One ten-year old student became Ben’s little buddy. He was a fairly serious, old soul who had never seen a computer. As Ben and his brother, Adam, who flew to Nepal to help set up the WiFi, Internet, and a website, were setting up the ChromeBooks, the boy’s dad kept telling him not to bother Ben and Adam. But Ben asked if the boy could hang out with him so Ben could teach him how to use the ChromeBooks. Ben put the boy on a typing program, and within an hour, he was typing with all of his fingers in the right places. Not only did he learn to type, he learned to look up YouTube videos and search on Google.   

Mahesh, one of the men at the school, was blown away by the information now available to them. “In my whole life,” he said in broken English, “I never knew any technologies like this even existed. Now I can know anything and the childrens will learn anything they dream.”

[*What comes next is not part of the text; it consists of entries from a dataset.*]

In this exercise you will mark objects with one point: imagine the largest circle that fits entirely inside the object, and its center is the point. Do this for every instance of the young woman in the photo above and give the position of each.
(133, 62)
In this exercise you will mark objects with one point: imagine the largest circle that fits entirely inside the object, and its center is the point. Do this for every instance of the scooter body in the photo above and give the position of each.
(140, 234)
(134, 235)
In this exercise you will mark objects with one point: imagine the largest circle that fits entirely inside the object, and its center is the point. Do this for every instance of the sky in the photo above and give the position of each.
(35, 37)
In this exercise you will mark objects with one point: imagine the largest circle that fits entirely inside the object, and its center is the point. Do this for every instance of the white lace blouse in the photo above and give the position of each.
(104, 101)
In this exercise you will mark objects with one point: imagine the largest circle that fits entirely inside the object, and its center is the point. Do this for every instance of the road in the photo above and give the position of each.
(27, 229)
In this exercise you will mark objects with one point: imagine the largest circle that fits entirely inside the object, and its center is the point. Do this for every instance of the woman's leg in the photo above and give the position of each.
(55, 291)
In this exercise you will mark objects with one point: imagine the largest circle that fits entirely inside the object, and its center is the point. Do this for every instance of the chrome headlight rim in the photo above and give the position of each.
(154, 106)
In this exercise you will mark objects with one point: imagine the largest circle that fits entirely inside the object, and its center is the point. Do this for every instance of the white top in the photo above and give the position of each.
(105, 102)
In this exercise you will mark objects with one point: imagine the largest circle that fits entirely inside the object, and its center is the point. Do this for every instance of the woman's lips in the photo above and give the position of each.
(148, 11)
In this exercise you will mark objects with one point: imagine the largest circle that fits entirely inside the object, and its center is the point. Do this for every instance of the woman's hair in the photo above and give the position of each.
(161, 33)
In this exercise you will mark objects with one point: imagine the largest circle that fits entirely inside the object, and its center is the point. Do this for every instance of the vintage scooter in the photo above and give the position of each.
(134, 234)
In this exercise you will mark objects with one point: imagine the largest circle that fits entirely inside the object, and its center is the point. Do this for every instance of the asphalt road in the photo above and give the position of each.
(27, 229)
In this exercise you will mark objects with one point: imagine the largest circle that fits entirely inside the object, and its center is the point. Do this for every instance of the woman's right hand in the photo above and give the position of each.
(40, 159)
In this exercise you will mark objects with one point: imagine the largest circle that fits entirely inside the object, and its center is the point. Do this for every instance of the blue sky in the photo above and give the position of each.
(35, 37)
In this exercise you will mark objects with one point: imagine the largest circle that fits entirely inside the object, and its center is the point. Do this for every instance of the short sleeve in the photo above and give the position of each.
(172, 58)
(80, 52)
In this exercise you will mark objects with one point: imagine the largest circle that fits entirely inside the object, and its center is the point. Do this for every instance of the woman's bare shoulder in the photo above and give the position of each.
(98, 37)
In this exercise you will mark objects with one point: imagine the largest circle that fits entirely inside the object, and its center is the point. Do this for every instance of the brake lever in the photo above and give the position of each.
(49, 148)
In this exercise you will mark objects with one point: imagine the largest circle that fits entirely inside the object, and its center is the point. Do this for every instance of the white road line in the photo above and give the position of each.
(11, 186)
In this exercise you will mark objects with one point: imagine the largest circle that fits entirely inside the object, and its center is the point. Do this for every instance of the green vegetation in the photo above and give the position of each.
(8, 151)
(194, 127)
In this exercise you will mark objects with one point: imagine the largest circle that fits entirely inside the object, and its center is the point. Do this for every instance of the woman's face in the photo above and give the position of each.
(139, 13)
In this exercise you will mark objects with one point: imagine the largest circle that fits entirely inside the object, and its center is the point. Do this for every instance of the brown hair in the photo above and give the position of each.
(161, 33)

When asked what the best part of his time there was, Ben says it is hard to boil it down to just one thing. Being able to serve those who are so deserving, being able to see the light in the students’ eyes, being able to personally show his dad and brother what he was doing, being able to share his experiences with others, especially his military family are all highlights. “The entire experience humbled me,” said Ben. “I mean, we live in a very consumer economy, and that’s not a bad thing. But it is hard to remember sometimes money, square footage, owning a couple of cars, and being highly educated isn’t what truly makes a person happy. These people are happy. They are simple, but not simple-minded.”

Kitchen at the schoolhouse.

Has he found the satisfaction and contentment for which he was searching? “I hope I am never completely content,” Ben said. “But I hope that the contentment I find in helping and volunteering will be contagious to others. It isn’t hard to volunteer. It isn’t hard to make a difference. It just takes looking outside yourself and finding out what you can do.”